Podejrzani o zagłodzenie persa już po zarzutach
Oświęcimscy policjanci aktem oskarżenia zakończyli kolejną sprawę z Ustawy o Ochronie Zwierząt. Tym razem postępowanie dotyczyło dwojga właścicieli kota, którzy wyprowadzając się z mieszkania pozostawili w nim czworonoga bez jedzenia i wody, skazując go tym na pewną śmierć.
Kilka miesięcy temu oświęcimscy policjanci zostali zaalarmowani przez właściciela jednego z oświęcimskich mieszkań oraz inspektorów Animals, o znalezieniu martwego kota rasy Pers w jednym z mieszkań Osiedla Chemików w Oświęcimiu.

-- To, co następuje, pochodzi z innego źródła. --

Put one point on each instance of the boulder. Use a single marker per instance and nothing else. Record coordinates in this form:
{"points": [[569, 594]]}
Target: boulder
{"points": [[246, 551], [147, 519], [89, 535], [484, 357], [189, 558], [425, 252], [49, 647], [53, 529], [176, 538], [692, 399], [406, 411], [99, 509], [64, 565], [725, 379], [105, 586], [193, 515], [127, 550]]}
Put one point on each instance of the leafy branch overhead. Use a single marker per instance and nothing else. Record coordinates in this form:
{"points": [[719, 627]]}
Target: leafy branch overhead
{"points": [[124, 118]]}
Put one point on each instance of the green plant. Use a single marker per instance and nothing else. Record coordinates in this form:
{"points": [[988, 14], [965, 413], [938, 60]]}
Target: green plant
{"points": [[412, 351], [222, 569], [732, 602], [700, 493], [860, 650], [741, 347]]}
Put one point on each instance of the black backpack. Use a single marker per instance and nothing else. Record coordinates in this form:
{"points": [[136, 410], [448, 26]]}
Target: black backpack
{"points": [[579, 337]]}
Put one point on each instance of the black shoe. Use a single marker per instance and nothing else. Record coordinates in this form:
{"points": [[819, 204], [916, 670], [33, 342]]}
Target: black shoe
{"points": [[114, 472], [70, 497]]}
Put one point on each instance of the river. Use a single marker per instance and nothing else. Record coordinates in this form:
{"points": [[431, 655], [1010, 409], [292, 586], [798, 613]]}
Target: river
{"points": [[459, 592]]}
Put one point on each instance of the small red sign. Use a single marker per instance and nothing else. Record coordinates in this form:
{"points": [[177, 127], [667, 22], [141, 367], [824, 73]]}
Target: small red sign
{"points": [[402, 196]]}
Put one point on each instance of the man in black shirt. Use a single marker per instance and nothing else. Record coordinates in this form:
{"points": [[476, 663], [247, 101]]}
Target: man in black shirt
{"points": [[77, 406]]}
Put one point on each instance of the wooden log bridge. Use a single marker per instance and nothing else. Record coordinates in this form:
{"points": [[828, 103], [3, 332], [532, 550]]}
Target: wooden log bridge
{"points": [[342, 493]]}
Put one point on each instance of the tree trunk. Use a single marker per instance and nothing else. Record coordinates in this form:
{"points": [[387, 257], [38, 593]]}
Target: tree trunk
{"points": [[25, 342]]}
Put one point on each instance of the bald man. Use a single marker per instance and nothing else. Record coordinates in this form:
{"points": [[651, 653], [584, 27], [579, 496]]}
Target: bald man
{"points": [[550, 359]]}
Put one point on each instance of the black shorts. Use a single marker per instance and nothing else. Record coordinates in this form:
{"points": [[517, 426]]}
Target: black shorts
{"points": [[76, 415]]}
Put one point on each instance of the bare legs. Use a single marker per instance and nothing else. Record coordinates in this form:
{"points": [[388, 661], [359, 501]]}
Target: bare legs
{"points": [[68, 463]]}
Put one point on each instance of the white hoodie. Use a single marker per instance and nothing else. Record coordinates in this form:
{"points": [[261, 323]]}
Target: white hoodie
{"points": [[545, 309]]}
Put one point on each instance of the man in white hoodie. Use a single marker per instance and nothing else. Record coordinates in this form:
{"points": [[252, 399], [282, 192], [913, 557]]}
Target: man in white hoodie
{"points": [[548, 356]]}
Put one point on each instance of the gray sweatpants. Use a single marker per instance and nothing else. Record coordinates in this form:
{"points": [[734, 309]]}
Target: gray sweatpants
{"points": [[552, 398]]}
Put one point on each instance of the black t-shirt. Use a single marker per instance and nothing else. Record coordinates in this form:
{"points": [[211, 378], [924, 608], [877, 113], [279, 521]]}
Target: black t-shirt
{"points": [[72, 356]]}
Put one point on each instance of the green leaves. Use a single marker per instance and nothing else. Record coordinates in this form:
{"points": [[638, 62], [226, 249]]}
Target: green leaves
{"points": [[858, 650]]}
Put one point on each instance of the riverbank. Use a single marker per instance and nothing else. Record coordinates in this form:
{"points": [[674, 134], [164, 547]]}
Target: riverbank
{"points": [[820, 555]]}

Lekarz weterynarii potwierdził, że przyczyną zgonu kota był brak dostępu do pokarmu i wody.
Policjanci niezwłocznie zajęli się wyjaśnianiem okoliczności tego karygodnego czynu i ustalili, że mieszkanie wynajmowała 26-letnia mieszkanka jednej z podkrakowskich miejscowości oraz jej 29-letni partner.
Para kilka tygodni wcześniej wyprowadziła się z mieszkania pozostawiając w nim swojego kota. W związku z powyższym wszczęto poszukiwania jego właścicieli. Ich odnalezienie utrudniał fakt, iż nie pozostawili adresu pod którym aktualnie zamieszkali, nie utrzymywali również kontaktu ze swoimi rodzinami.
W konsekwencji prowadzonych ustaleń policjanci natrafili na informację, z której wynikało, że para wyprowadziła się do Poznania. W związku z powyższym materiały, a następnie gotowy akt oskarżenia zostały przesłane poznańskiej Policji, której funkcjonariusze podczas przesłuchania podejrzanych potwierdzili okoliczności ustalone przez oświęcimskich policjantów, a także w ich imieniu postawili zarzuty podejrzanym.Za popełnione przestępstwo grozi kara pozbawienia wolności do trzech lat.